Nova revelação agrava caso de trabalho análogo à escravidão no Eusébio: patroa controlava até o Bolsa Família de doméstica resgatada

O caso da idosa de 62 anos resgatada de um condomínio de luxo no Eusébio, na Região Metropolitana de Fortaleza, ganhou um novo e grave desdobramento. De acordo com o Ministério Público do Trabalho (MPT), a trabalhadora, mantida por 55 anos em condições análogas à escravidão, tinha até mesmo o benefício do Bolsa Família controlado pela empregadora.

A investigação da Auditoria-Fiscal do Trabalho constatou que, apesar de trabalhar ininterruptamente desde 1971, a doméstica nunca recebeu salário mensal. Sem qualquer fonte própria de renda, ela estava inscrita no Cadastro Único e recebia R$ 600 mensais do Bolsa Família.

Segundo o MPT, a própria empregadora era responsável pelos procedimentos relacionados ao benefício. A fiscalização apurou que ela realizava os saques e somente depois repassava os valores à trabalhadora, evidenciando o controle financeiro exercido sobre a vítima.

Após a operação de resgate, a família cancelou a inscrição da idosa no Cadastro Único.

O relatório da fiscalização revela ainda que, ao longo de mais de cinco décadas, a mulher permaneceu sem remuneração regular, sem autonomia financeira e sem acesso à educação ou à formação de patrimônio.

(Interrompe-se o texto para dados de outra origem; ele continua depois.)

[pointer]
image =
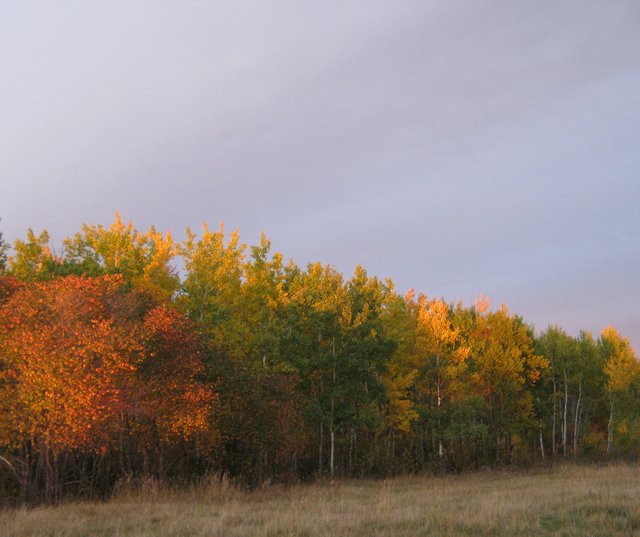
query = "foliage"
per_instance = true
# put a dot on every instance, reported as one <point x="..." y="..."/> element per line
<point x="113" y="365"/>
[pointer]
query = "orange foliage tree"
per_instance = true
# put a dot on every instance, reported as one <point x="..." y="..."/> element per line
<point x="83" y="363"/>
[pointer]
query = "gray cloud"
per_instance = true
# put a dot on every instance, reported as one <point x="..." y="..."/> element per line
<point x="457" y="147"/>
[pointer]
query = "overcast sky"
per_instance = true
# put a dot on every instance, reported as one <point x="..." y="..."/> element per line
<point x="456" y="147"/>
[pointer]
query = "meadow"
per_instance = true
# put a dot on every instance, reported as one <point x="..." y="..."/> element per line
<point x="565" y="500"/>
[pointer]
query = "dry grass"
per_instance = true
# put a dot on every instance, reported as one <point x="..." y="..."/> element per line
<point x="569" y="500"/>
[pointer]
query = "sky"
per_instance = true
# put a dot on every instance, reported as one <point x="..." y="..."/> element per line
<point x="457" y="147"/>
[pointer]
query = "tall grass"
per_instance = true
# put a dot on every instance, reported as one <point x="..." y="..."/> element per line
<point x="567" y="500"/>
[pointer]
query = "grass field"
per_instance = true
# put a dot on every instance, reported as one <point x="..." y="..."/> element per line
<point x="567" y="500"/>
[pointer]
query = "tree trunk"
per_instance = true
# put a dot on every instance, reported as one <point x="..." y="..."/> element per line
<point x="610" y="425"/>
<point x="564" y="415"/>
<point x="576" y="421"/>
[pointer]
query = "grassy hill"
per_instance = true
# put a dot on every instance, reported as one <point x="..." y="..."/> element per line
<point x="565" y="500"/>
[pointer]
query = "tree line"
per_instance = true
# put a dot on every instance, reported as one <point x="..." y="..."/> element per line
<point x="115" y="365"/>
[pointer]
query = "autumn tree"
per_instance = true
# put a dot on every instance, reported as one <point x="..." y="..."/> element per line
<point x="33" y="259"/>
<point x="3" y="254"/>
<point x="623" y="374"/>
<point x="85" y="366"/>
<point x="144" y="259"/>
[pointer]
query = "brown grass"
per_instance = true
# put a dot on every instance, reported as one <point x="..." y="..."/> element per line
<point x="567" y="501"/>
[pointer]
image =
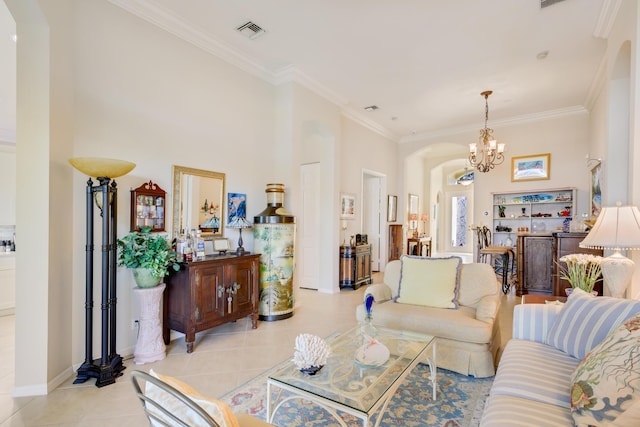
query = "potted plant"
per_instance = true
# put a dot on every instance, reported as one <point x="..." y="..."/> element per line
<point x="149" y="255"/>
<point x="581" y="271"/>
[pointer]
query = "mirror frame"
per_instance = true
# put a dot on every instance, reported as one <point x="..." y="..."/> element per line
<point x="178" y="174"/>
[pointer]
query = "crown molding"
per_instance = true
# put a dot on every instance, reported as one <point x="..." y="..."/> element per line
<point x="517" y="120"/>
<point x="162" y="18"/>
<point x="608" y="14"/>
<point x="292" y="74"/>
<point x="359" y="118"/>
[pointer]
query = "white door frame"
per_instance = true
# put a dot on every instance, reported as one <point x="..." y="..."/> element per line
<point x="377" y="235"/>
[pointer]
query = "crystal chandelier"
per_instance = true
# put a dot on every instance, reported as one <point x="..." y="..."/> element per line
<point x="490" y="153"/>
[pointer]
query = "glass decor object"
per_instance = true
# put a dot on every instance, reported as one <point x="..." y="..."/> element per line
<point x="274" y="231"/>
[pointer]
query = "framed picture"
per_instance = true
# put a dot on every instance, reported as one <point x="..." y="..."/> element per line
<point x="221" y="245"/>
<point x="596" y="190"/>
<point x="237" y="205"/>
<point x="531" y="168"/>
<point x="414" y="200"/>
<point x="413" y="204"/>
<point x="392" y="208"/>
<point x="347" y="206"/>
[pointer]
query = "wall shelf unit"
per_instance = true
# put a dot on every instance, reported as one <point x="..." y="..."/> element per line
<point x="534" y="212"/>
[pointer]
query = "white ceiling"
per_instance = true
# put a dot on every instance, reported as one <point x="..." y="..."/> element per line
<point x="422" y="62"/>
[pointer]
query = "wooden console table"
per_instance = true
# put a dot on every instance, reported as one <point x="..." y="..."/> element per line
<point x="204" y="294"/>
<point x="355" y="266"/>
<point x="420" y="245"/>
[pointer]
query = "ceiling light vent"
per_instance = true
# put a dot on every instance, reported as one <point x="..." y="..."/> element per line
<point x="547" y="3"/>
<point x="251" y="30"/>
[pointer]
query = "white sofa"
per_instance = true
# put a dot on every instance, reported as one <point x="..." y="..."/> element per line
<point x="468" y="336"/>
<point x="560" y="351"/>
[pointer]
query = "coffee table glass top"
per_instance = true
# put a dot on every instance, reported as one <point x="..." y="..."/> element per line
<point x="349" y="382"/>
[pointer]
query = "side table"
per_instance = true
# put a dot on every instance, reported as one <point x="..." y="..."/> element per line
<point x="150" y="345"/>
<point x="541" y="299"/>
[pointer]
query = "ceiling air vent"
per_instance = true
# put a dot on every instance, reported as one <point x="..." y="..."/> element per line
<point x="251" y="30"/>
<point x="547" y="3"/>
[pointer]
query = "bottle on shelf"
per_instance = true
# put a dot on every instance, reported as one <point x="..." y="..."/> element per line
<point x="188" y="248"/>
<point x="199" y="245"/>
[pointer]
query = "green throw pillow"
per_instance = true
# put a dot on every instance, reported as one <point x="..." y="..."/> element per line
<point x="607" y="381"/>
<point x="432" y="282"/>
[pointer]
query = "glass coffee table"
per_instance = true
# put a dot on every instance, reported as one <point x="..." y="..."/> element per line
<point x="350" y="385"/>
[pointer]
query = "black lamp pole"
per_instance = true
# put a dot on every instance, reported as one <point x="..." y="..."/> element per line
<point x="109" y="366"/>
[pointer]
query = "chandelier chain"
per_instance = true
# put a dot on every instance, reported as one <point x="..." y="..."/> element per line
<point x="489" y="153"/>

“Enquanto os empregadores estudaram, se profissionalizaram, constituíram patrimônio e formaram suas próprias famílias, a trabalhadora permaneceu analfabeta e em situação de completa dependência econômica”, destacou o Ministério Público do Trabalho.

A investigação aponta que a vítima chegou à casa da família aos sete anos de idade e, desde então, passou a servir sucessivas gerações. Em 1982, foi transferida para a residência da filha da antiga patroa, onde assumiu os serviços domésticos e os cuidados com três crianças. Mais de 30 anos depois, em 2014, foi novamente levada para outra residência do mesmo núcleo familiar, passando a cuidar dos netos da primeira empregadora, além de continuar responsável por todas as tarefas da casa.

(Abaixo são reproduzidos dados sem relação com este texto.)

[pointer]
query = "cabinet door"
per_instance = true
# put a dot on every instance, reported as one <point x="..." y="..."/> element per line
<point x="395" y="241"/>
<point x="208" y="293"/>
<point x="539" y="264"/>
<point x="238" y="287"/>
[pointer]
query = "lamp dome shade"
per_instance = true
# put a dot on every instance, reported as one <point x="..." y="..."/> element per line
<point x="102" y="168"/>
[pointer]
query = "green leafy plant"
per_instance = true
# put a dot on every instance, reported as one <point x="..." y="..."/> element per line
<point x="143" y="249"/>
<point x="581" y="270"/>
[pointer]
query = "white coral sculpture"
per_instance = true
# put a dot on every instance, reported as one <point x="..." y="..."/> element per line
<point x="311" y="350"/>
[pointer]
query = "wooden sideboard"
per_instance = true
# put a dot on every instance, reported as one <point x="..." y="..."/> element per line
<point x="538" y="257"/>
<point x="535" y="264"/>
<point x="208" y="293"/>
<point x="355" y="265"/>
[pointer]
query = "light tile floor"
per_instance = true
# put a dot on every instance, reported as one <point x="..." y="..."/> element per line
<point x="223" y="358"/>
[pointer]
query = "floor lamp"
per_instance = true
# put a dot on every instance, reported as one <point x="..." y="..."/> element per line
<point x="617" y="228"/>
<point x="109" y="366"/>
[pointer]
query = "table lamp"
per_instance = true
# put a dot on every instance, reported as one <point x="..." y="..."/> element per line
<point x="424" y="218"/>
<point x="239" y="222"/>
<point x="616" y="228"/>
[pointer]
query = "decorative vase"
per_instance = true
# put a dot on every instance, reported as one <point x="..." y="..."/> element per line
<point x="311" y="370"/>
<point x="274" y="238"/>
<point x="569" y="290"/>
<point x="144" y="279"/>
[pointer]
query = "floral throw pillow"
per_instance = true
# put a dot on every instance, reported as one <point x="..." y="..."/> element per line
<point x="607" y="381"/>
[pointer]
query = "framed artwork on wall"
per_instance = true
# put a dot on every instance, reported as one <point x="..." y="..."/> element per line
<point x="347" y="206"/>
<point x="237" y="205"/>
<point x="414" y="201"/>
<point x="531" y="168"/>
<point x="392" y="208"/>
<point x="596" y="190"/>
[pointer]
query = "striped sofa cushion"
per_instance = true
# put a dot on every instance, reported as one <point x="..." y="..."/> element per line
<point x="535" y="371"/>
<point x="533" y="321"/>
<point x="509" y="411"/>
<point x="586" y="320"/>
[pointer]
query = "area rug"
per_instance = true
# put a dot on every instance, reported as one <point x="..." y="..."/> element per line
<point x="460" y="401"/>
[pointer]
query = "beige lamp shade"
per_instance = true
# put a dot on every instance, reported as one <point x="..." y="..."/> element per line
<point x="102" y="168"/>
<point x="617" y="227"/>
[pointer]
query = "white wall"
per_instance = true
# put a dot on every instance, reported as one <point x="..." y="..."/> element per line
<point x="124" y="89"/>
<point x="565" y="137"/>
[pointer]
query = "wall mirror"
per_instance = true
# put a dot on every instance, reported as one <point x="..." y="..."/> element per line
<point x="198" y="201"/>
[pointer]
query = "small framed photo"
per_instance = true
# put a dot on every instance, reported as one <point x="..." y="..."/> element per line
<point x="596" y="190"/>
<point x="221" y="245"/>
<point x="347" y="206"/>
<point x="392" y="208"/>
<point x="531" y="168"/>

Para os auditores, a relação de exploração atravessou três gerações da mesma família, sem qualquer interrupção das atividades laborais.

Somente após o início da fiscalização os empregadores reconheceram o vínculo de emprego, e apenas em relação ao período iniciado em 21 de julho de 2014, correspondente à última residência onde a trabalhadora prestava serviços.

O caso é considerado um dos mais emblemáticos já registrados no Ceará por reunir indícios de exploração continuada, privação de direitos, dependência econômica e controle absoluto sobre a vida da vítima, agravados agora pela constatação de que até um benefício social destinado à sua subsistência era administrado pela própria empregadora.